We had our first fire of the year tonight. Beautiful weather today. Of course we made smores and tried this.

One word. DELICIOUS!


----------



## DarkManDustin (Jun 30, 2011)

I'm glad you like it.


----------



## beautifulnightmare (Oct 31, 2010)

I will have to try this next time I go camping with my scouts. 

That is if the Reese's don't disappear before I have the fire ready. Lol


----------



## Guest (May 25, 2013)

YUM! Will try tonight!


----------



## DarkManDustin (Jun 30, 2011)

hollow said:


> YUM! Will try tonight!


Great. Let me know how you like it. 

I have another great idea, since it's almost Summer. 

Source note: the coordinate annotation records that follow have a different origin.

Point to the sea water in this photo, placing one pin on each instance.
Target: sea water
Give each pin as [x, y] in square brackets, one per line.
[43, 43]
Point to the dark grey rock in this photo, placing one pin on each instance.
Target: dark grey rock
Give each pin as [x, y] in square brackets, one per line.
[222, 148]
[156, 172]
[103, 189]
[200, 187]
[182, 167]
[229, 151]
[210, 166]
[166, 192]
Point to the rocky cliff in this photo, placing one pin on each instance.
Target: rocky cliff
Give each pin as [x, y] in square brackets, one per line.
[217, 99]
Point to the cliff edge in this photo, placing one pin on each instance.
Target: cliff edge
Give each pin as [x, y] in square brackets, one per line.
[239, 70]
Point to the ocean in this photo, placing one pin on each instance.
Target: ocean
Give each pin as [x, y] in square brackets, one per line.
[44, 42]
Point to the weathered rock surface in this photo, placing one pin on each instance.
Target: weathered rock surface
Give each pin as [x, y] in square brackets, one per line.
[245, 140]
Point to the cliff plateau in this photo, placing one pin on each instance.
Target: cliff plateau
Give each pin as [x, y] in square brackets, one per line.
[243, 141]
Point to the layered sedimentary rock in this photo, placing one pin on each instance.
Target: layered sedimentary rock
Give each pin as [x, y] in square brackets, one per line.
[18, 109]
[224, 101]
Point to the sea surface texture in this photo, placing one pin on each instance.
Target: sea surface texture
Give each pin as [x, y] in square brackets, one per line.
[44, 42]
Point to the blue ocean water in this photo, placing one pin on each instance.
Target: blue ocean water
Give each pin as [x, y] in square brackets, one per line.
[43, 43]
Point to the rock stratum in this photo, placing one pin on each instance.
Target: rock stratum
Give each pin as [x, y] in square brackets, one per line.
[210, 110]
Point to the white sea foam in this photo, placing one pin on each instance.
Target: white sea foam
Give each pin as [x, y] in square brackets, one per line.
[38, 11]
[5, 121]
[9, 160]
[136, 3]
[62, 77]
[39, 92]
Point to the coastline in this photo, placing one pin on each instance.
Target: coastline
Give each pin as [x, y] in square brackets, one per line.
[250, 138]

Buy the yogurt in the squeeze tubes, and freeze them. They're like push-ups, only with frozen yogurt


----------



## mamadada (Aug 18, 2008)

yum!!!! way more fun!


----------



## Candee (Oct 24, 2010)

Totally forgot to post back here. These are soooo yummy. My new fave guilty indulgence.


----------



## MissMandy (Apr 18, 2011)

I've seen pix on Pinterest of s'mores stations, where a variety of chocolate is offered. Like Reese's, cookies n' cream bars and Caramelo


----------



## zombygurl (Jun 15, 2009)

these are AWESOME!!!!


----------



## DarkManDustin (Jun 30, 2011)

I'm glad you all like these.


----------



## awokennightmare (Jan 17, 2013)

Now I have to try it!


----------



## Shadowbat (Sep 27, 2009)

These are a staple now when we have our fires. We go though just as many reeses as we do chocolate bars. lol


----------



## DarkManDustin (Jun 30, 2011)

It looks like I started a food trend.


----------



## awokennightmare (Jan 17, 2013)

You've made me hungry! Although I should refrain from enjoying these kinds of treats, it is the season where we pass out Candy to children so why shouldn't I enjoy a few treats!


----------



## killerhaunts (Jan 6, 2010)

This is really catching on as my local grocery stores are now stocking peanut butter cups in their S'mores display.

Here's my question. I hate graham crackers in s'mores. Anyone have a replacement? I was thinking of like a chocolate cookie like Oreos without the cream...


----------



## DarkManDustin (Jun 30, 2011)

The only problem is that the contents would run off of the cookie. Most packaged cookies are too small.i recommend the Grandma's cookies. You can buy these in most stores. They come with 2 in a pack, and, they're just the right size. Also, the packaged cookies from the bakery.


----------



## killerhaunts (Jan 6, 2010)

OMG Grandma's! I practically lived off those in High School! Great idea! Mmmm chocolate, oatmeal, chocolate chip my mouth is watering!


----------



## awokennightmare (Jan 17, 2013)

I wanted to make some of these, but I didn't have all the ingredients. I'll have to take a trip to the store!


----------



## DarkManDustin (Jun 30, 2011)

killerhaunts said:


> OMG Grandma's! I practically lived off those in High School! Great idea! Mmmm chocolate, oatmeal, chocolate chip my mouth is watering!


Peanut butter.


----------